Maddy Stange ’26, a Baking & Pastry student, had several summers of selling cupcakes at her hometown farmers market under her belt when she began talking to Binczyk. She had a sense of what her customers liked, but Binczyk encouraged her to confirm her hunches with a survey. That revealed that what her customers really wanted was donuts, so the next summer they got top billing at her stall. “We keep looking at the data every year,” says Stange, “and now I have all this information compiled for when I go for funding for a brick and mortar.”

It’s a diverse profile, with students from every college in the university, and I think that generates multiple ways of approaching things. Jeff Binczyk, Director, Larry Friedman Center for Entrepreneurship

Randy Benitez ’26, an online Finance student who won third place in this year’s Sharkfest competition, already had a fledgling business up and running when he first met Binczyk. ReWriter, the music transcription app he developed, was out in the world but struggling to gain traction. Working with Binczyk, he says, gave him “a mentor that I can go back and forth with. He’s not a musician, but he understands what we’re building, and he’s an excellent sounding board.”

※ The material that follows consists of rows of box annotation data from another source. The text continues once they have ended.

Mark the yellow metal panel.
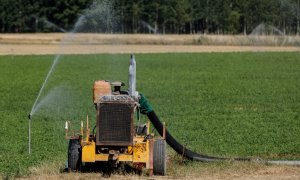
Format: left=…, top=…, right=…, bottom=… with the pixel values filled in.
left=95, top=154, right=108, bottom=161
left=96, top=154, right=132, bottom=162
left=133, top=143, right=148, bottom=163
left=82, top=142, right=96, bottom=162
left=119, top=154, right=133, bottom=162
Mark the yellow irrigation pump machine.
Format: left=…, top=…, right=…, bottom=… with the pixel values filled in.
left=65, top=55, right=166, bottom=175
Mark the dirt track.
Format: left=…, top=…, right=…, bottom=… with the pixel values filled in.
left=0, top=34, right=300, bottom=55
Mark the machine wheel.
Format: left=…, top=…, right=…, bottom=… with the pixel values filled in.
left=153, top=139, right=167, bottom=176
left=68, top=139, right=81, bottom=171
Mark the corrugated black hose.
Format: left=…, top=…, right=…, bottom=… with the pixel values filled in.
left=139, top=94, right=250, bottom=162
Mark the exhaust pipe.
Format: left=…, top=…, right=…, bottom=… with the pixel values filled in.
left=128, top=54, right=139, bottom=100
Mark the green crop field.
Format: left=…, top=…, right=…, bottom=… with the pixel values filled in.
left=0, top=52, right=300, bottom=176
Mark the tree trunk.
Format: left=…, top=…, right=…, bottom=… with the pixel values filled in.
left=297, top=0, right=300, bottom=36
left=244, top=17, right=247, bottom=36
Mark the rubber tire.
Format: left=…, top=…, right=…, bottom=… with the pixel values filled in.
left=153, top=139, right=167, bottom=176
left=68, top=139, right=81, bottom=171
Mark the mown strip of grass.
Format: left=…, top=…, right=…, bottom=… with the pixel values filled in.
left=0, top=53, right=300, bottom=176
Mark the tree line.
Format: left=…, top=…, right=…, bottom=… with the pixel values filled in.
left=0, top=0, right=300, bottom=35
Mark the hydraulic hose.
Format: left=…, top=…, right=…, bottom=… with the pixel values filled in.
left=139, top=94, right=250, bottom=162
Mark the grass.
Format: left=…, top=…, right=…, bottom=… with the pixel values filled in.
left=0, top=53, right=300, bottom=177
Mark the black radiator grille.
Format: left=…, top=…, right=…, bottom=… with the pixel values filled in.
left=97, top=103, right=133, bottom=145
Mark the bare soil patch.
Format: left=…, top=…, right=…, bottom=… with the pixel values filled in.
left=0, top=33, right=300, bottom=55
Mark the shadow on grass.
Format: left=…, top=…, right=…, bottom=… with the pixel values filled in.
left=62, top=162, right=144, bottom=178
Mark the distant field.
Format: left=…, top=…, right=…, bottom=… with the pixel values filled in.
left=0, top=52, right=300, bottom=176
left=0, top=33, right=300, bottom=55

This fall, as well as consulting with “Dr. Jeff” in one-on-one sessions, students can join one of four tracks — Food & Culinary; AI, Tech and Health & Wellness; Nonprofit and Services — to bounce their ideas off fellow students with similar interests in online sessions.

Once a semester, Binczyk also teaches a marketing class, where he brings in small businesses looking for help. There’s always a waiting list, says Binczyk, because students are eager to take what they’ve learned and use it in a real-world context. “It’s a diverse profile, with students from every college in the university,” says Binczyk, “and I think that generates multiple ways of approaching things.”

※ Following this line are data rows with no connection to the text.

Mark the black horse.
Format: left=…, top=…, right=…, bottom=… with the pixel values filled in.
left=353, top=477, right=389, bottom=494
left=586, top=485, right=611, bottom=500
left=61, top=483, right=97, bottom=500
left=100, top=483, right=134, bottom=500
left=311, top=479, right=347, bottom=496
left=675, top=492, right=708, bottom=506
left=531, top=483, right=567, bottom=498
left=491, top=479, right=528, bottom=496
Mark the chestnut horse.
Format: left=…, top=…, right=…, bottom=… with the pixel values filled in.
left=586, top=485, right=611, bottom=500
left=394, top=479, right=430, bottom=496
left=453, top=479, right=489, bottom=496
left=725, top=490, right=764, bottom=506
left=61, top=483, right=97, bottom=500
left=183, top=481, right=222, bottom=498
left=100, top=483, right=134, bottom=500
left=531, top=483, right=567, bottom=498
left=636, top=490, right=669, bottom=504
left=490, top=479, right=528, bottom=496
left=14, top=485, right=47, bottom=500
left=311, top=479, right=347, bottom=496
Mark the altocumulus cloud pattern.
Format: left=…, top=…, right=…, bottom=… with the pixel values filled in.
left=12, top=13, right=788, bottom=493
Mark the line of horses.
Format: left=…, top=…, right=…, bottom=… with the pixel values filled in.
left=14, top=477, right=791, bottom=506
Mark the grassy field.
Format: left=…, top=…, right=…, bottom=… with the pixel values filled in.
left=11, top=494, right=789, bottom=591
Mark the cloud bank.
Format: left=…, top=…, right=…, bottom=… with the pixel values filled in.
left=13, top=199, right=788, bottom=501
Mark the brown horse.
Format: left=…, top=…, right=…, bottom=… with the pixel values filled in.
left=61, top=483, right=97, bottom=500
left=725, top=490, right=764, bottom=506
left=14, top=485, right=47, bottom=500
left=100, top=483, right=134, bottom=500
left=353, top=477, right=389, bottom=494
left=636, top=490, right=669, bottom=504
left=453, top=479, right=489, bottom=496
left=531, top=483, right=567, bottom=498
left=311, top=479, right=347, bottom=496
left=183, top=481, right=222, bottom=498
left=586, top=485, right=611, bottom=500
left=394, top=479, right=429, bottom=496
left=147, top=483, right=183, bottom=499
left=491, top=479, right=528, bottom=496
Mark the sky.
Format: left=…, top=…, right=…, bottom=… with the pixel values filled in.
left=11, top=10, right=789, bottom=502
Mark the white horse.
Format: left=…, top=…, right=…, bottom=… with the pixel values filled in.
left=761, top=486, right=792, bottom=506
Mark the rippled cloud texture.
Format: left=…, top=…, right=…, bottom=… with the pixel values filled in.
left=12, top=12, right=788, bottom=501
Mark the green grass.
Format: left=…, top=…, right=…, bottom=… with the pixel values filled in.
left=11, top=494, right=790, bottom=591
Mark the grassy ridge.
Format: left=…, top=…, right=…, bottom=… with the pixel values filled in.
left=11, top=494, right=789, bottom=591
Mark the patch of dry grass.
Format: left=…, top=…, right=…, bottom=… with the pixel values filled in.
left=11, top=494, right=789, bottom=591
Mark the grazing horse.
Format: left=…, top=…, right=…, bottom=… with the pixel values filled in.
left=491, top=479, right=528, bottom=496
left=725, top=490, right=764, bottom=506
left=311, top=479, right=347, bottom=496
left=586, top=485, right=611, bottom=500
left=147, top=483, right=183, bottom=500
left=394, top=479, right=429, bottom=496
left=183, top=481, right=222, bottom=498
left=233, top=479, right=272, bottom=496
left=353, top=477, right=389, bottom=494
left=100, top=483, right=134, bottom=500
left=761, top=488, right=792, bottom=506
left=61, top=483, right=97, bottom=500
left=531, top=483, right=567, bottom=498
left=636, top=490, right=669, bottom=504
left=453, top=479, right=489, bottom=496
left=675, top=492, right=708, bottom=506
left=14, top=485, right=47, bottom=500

Jeff Binczyk, coaching student Fishbowl pitches at the Center for Entrepreneurship.

For the Harlem Baking Company, which makes to-go desserts in reusable glass jars, the class created a marketing and social media strategy. Since a new logo was part of the remit, it seemed like a no-brainer to team up with design students in Associate Professor Deanna Marzocchi’s class.

Alexie Gerve ’26, a Business Administration major and winner of Sharkfest 2025, says that “working with other students from a wide variety of majors on the project contributed so many different ideas, with Baking & Pastry students focused mostly on the food aspect, others on marketing or packaging and some more interested in operations.”

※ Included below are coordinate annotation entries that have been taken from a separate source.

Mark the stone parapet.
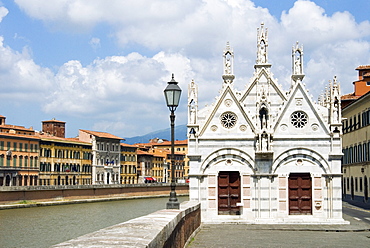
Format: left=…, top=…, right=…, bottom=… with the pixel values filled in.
left=53, top=201, right=201, bottom=248
left=0, top=184, right=189, bottom=204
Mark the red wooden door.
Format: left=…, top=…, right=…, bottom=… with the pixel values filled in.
left=289, top=173, right=312, bottom=214
left=218, top=171, right=241, bottom=215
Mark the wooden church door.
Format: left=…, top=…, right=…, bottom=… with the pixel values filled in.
left=289, top=173, right=312, bottom=214
left=218, top=171, right=241, bottom=215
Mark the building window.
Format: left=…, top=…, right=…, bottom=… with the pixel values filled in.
left=357, top=145, right=363, bottom=162
left=290, top=111, right=308, bottom=128
left=362, top=143, right=367, bottom=161
left=221, top=112, right=238, bottom=129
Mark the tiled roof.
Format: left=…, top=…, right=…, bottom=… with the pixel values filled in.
left=136, top=139, right=188, bottom=146
left=36, top=133, right=91, bottom=145
left=340, top=93, right=361, bottom=101
left=136, top=150, right=153, bottom=156
left=356, top=65, right=370, bottom=70
left=42, top=119, right=66, bottom=123
left=121, top=143, right=137, bottom=148
left=0, top=124, right=34, bottom=131
left=80, top=129, right=125, bottom=140
left=0, top=132, right=40, bottom=140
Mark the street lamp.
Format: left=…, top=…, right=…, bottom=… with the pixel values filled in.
left=164, top=74, right=181, bottom=209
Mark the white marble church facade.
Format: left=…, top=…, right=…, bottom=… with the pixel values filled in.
left=188, top=24, right=345, bottom=224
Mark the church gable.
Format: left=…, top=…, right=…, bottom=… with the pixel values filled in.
left=240, top=68, right=286, bottom=112
left=274, top=81, right=329, bottom=138
left=200, top=86, right=253, bottom=138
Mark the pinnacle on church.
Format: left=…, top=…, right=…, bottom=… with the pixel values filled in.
left=256, top=22, right=268, bottom=64
left=292, top=41, right=304, bottom=82
left=222, top=42, right=235, bottom=84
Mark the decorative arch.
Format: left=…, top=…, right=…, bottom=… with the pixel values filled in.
left=200, top=148, right=255, bottom=173
left=271, top=148, right=331, bottom=173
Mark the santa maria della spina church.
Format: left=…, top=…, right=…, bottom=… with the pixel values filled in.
left=188, top=24, right=346, bottom=224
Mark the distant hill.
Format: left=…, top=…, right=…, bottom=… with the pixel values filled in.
left=123, top=125, right=187, bottom=145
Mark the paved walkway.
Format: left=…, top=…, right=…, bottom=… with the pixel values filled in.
left=188, top=204, right=370, bottom=248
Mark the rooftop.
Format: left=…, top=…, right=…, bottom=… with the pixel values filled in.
left=80, top=129, right=125, bottom=140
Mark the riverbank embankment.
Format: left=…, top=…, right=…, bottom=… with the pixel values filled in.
left=0, top=184, right=189, bottom=210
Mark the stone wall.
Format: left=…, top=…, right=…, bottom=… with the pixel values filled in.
left=53, top=201, right=201, bottom=248
left=0, top=184, right=189, bottom=204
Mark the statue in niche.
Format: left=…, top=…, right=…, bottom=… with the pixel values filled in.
left=333, top=97, right=339, bottom=122
left=188, top=81, right=197, bottom=104
left=258, top=40, right=267, bottom=63
left=294, top=52, right=302, bottom=75
left=261, top=133, right=268, bottom=152
left=225, top=57, right=231, bottom=74
left=260, top=107, right=268, bottom=129
left=190, top=105, right=195, bottom=124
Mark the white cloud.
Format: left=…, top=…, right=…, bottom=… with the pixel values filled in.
left=0, top=36, right=53, bottom=102
left=5, top=0, right=370, bottom=135
left=89, top=37, right=101, bottom=50
left=0, top=6, right=9, bottom=22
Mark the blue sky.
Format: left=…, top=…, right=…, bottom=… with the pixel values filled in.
left=0, top=0, right=370, bottom=137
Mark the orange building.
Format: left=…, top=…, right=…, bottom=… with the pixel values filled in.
left=341, top=65, right=370, bottom=109
left=0, top=116, right=40, bottom=186
left=39, top=133, right=92, bottom=185
left=121, top=143, right=139, bottom=184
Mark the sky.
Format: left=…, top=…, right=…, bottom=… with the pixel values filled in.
left=0, top=0, right=370, bottom=138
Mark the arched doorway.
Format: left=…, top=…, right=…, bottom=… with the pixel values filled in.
left=5, top=175, right=11, bottom=186
left=364, top=176, right=369, bottom=202
left=218, top=171, right=241, bottom=215
left=351, top=177, right=355, bottom=200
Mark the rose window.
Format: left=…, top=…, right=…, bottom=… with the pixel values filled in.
left=221, top=112, right=238, bottom=129
left=290, top=111, right=308, bottom=128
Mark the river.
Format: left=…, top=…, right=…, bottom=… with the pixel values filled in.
left=0, top=196, right=188, bottom=248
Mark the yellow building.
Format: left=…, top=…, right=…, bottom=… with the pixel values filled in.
left=141, top=138, right=189, bottom=180
left=120, top=143, right=138, bottom=184
left=39, top=133, right=92, bottom=185
left=342, top=92, right=370, bottom=206
left=0, top=116, right=40, bottom=186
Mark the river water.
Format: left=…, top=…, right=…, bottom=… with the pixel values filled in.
left=0, top=196, right=188, bottom=248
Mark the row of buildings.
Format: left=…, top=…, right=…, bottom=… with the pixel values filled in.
left=0, top=116, right=187, bottom=186
left=187, top=24, right=370, bottom=224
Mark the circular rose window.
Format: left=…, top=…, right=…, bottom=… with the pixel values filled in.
left=221, top=112, right=238, bottom=128
left=290, top=111, right=308, bottom=128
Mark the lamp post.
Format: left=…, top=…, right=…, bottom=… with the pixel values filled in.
left=164, top=74, right=181, bottom=209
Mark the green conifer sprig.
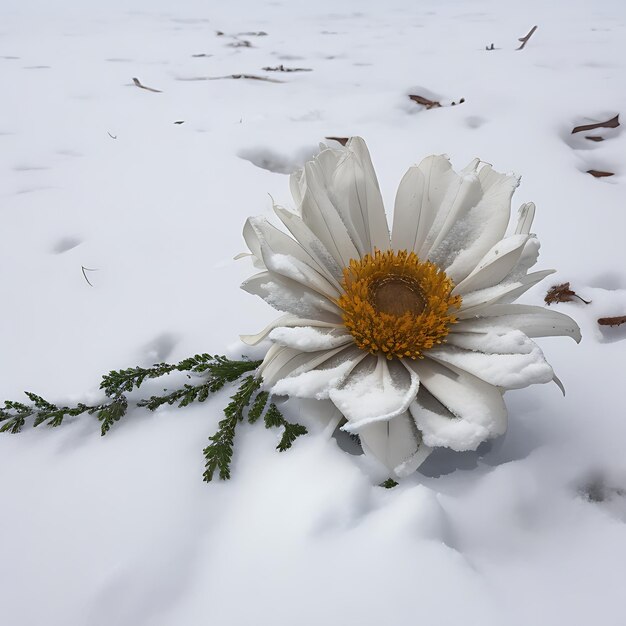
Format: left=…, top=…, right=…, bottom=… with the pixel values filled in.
left=0, top=353, right=307, bottom=481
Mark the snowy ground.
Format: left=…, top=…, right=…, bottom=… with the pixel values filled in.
left=0, top=0, right=626, bottom=626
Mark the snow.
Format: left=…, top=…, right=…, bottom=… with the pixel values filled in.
left=0, top=0, right=626, bottom=626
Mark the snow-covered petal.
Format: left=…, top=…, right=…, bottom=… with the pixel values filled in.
left=428, top=165, right=519, bottom=283
left=515, top=202, right=535, bottom=235
left=241, top=272, right=341, bottom=322
left=457, top=270, right=555, bottom=319
left=248, top=217, right=340, bottom=298
left=239, top=314, right=344, bottom=346
left=272, top=347, right=367, bottom=398
left=274, top=204, right=343, bottom=286
left=258, top=344, right=346, bottom=389
left=329, top=355, right=419, bottom=432
left=359, top=412, right=431, bottom=477
left=447, top=304, right=581, bottom=343
left=452, top=235, right=528, bottom=295
left=409, top=359, right=507, bottom=451
left=427, top=330, right=554, bottom=389
left=299, top=157, right=359, bottom=267
left=391, top=155, right=459, bottom=253
left=269, top=326, right=354, bottom=352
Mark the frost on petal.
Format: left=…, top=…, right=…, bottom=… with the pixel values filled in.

“Often, with a case study everything is on paper,” says Baclawski, “but here we were actually meeting the business owners and hearing their story and also discussing our strategy with everybody else in the class who had their own perspectives.”

Most recently, the class worked with a group of GI doctors from Mass General looking to launch a line of extra pure water in glass bottles. The students developed the name, logo and packaging design for the bottle, as well as website recommendations and strategy for social media strategy, pricing, promotion and placement.

“The world was our oyster to come up with ideas,” says Gabrielle Tringali ’26, a Baking & Pastry Arts and Food & Beverage Entrepreneurship major and co-president of the Launch Pad’s student club. “They didn’t have a name or a marketing plan or even a full concept.” In the same way, she says, “many students have a ton of ideas but don’t know what to do with them, and this class was a good way for them to see how you can get started and implement your own vision.”

Binczyk’s overarching goal, he says, is to create a “brave and safe collaborative space” where students can talk about their dreams as well as their struggles. There’s no silly question or stupid idea, he insists. The question is simply, “What is it going to take?”